La composition d’Intervalles-Intérieurs remonte à la période « exploratrice » des années 1970, alors que tous mes efforts étaient consacrés à la transposition des lois de la nature en son. J’en ai développé le matériau de base pour l’électronique entre 1972 et 1974 (la pièce Elektrochronik fait figure de journal de bord de son élaboration), mais j’ai travaillé à trois versions de la partie instrumentale entre 1975 et 1981. Je considère la forme actuelle de cette pièce comme sa forme « définitive ».
Déjà, l’homme antique pouvait entendre et ressentir les différents niveaux de tensions entre les intervalles. C’est pour cette raison qu’il a considéré certains intervalles comme permis, et d’autres comme dangereux, voire interdits. (Ce mode de pensée m’est si familier que j’ai toujours eu le sentiment que le meilleur moyen de suggérer des tensions entre les personnages de mes opéras est le recours aux intervalles.) Intervalles- Intérieurs se concentre sur les processus qui prennent vie au sein même des intervalles. Le principe de base se trouve dans le matériau électronique. Mon but était de concevoir un commutateur électronique qui, avec l’aide de modulateurs audio (un filtre par contrôle de tension, ou VCF (voltage control filter), un modulateur d’amplitude, et un modulateur en anneau), amplifie la courbe de tension entre deux notes (le mouvement interne des formes complexes résultant des sinus ou des formes d’onde en triangle ou en carré, familières à qui connaît l’oscilloscope), pour la rendre ainsi audible, sous forme de mélodie ou de rythme. Au sens figuré, c’est un microscope acoustique : les objets que l’on ne peut entendre à l’oreille deviennent audibles. Mais le plus important est toutefois que tout élément audible du système est automatiquement généré par une seule unité. Les paramètres sont identiques de l’un à l’autre : la « mélodie » est animée de la même espèce de mouvement que le « rythme ». Le principe n’est pas sans présenter quelques similitudes avec la musique sérielle, mais le son résultant nous ouvre une piste complètement différente, vers une forme de germination organique fourmillante. La partie la plus importante de la création de cette composition a été, à l’époque, l’« invention » et la mise au point de ce « microscope d’intervalles ». Un son généré par un filtre produit des mélodies qui correspondent à la courbe de l’intervalle. Le filtre balaie entre les deux notes de l’intervalle (l’intervalle qu’on lui donne à traiter) : en d’autres termes, l’intervalle se montre sous un autre visage. Les formes d’onde des deux notes sont ajoutées, pour donner une troisième courbe, et cette courbe est la mélodie : les crêtes en sont les notes les plus aiguës, et les trous en sont les plus graves, etc. La technique est similaire en ce qui concerne le rythme : les crêtes sont fortes, les trous sont doux. Quand l’onde (la courbe) se répète périodiquement, on obtient un motif rythmique lisse et reconnaissable.

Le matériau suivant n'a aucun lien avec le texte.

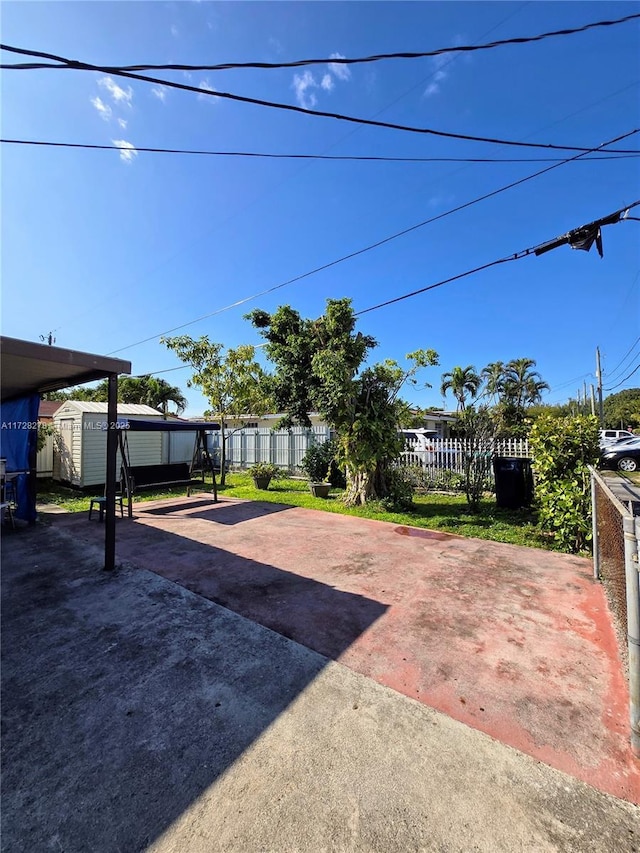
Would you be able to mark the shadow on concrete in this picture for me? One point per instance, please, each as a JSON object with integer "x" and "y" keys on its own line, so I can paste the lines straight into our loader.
{"x": 125, "y": 696}
{"x": 299, "y": 607}
{"x": 222, "y": 513}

La mélodie et le rythme se développent en parallèle, car l’onde qui leur sert de guide est la même, même si la polarité des modulateurs peut être échangée, avec pour conséquence d’opposer mélodie et rythme. Ceci n’est bien entendu qu’une description délibérément simplifiée de la procédure. Le dispositif – qui, dans la pièce, est élevé au rang de créativité – est bien plus complexe, puisqu’il affecte également le positionnement des notes dans l’espace, par exemple. En deux ans, je suis parvenu à peaufiner le dispositif de telle sorte que l’on n’a jamais besoin de le régler à chaque fois, et le rôle de l’organiste électronique, l’Observateur, se limite à la reconnaissance de la nature des intervalles : à garder la touche enfoncée, à écouter, jusqu’à ce qu’il ait « compris ». C’est là la base de la couche électronique. Cette musique n’est pas « jouée », ou « interprétée », elle est « écoutée » et « contrôlée ».
« La grande difficulté pour les jeunes chefs est ici la synchronicité de l’ensemble instrumental et de la bande. Pour les musiciens, l’oeuvre n’est pas très difficile, mais d’une écriture assez singulière. Ainsi, par exemple, le trombone, qui doit normalement utiliser sa coulisse pour adapter la longueur de la colonne d’air à la fréquence de chaque note, garde ici toujours la même position et doit donc trouver ses notes avec les lèvres – en allant chercher les différents partiels de la fondamentale. »
Peter Eötvös, Manifeste 2014, programme de salle du 10 juillet 2014.